Step 1 — TypeScript types
interface NodeData {
name?: string;
dialogue?: string;
emotion?: string;
portrait?: string;
actionType?: "branch" | "trigger" | "jump" | "end";
label?: string;
attributes?: Record<string, unknown>;
}
interface DialogueNode {
id: string;
type: "character" | "action";
data: NodeData;
}
interface DialogueEdge {
id: string;
source: string;
target: string;
data: { optionText: string; conditions: object; metadata: object };
}
interface DialogueGraph {
version: number;
name: string;
nodes: DialogueNode[];
edges: DialogueEdge[];
}Step 2 — Build lookup maps
import graphJson from "./my-dialogue.forge.json";
const graph = graphJson as DialogueGraph;
// O(1) lookups by id
const nodeById = new Map(graph.nodes.map((n) => [n.id, n]));
// Outgoing edges grouped by source node
const edgesFrom = new Map<string, DialogueEdge[]>();
for (const edge of graph.edges) {
if (!edgesFrom.has(edge.source)) edgesFrom.set(edge.source, []);
edgesFrom.get(edge.source)!.push(edge);
}Step 3 — Find the entry node
function findStartNode(graph: DialogueGraph): DialogueNode {
const hasIncoming = new Set(graph.edges.map((e) => e.target));
// Root nodes have no incoming edges
return graph.nodes.find((n) => !hasIncoming.has(n.id)) ?? graph.nodes[0];
}Step 4 — Dialogue runner
class DialogueRunner {
private currentId: string;
constructor(startNode: DialogueNode) {
this.currentId = startNode.id;
}
get current(): DialogueNode { return nodeById.get(this.currentId)!; }
get choices(): DialogueEdge[] { return edgesFrom.get(this.currentId) ?? []; }
get isEnded(): boolean {
const n = this.current;
return n.type === "action" && n.data.actionType === "end";
}
/** Move to the next node. Pass a choiceIndex for branch nodes. */
advance(choiceIndex = 0): boolean {
if (this.isEnded) return false;
const edge = this.choices[choiceIndex];
if (!edge) return false;
this.currentId = edge.target;
return true;
}
}
// ── Example traversal loop ─────────────────────────────────────
const runner = new DialogueRunner(findStartNode(graph));
while (!runner.isEnded) {
const node = runner.current;
if (node.type === "character") {
console.log(`${node.data.name}: ${node.data.dialogue}`);
runner.advance(); // auto-advance (single outgoing edge)
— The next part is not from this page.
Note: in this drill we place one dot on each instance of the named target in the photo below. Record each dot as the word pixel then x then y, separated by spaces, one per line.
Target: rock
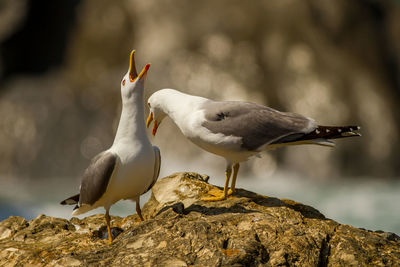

} else if (node.data.actionType === "branch") {
runner.choices.forEach((e, i) =>
console.log(` [${i}] ${e.data.optionText}`)
);
const playerChoice = 0; // ← replace with real player input
runner.advance(playerChoice);
} else if (node.data.actionType === "trigger") {
fireGameEvent(node.data.label!); // ← your event system here
runner.advance();
} else if (node.data.actionType === "jump") {
runner.advance(); // follows the single outgoing edge
}
}Other engines
Unity (C#) — use Newtonsoft.Json or System.Text.Json to deserialize into equivalent C# classes. The traversal logic maps 1-to-1.
Godot (GDScript) — use JSON.parse_string()and store nodes/edges in Dictionary arrays. GDScript's dynamic typing makes traversal straightforward.
Unreal (C++/Blueprints) — deserialize with FJsonSerializer into TMap structures. Blueprint-callable functions can wrap the runner pattern.
Tips
position field on each node is only for the editor canvas — safely ignore it at runtime.conditions and metadata on edges are reserved for future runtime logic, e.g. only show a branch choice if the player has enough gold.attributes mirror the attributeSchema— use the schema to know each value's type before reading it."version": 1) so you can handle format migrations as the tool evolves.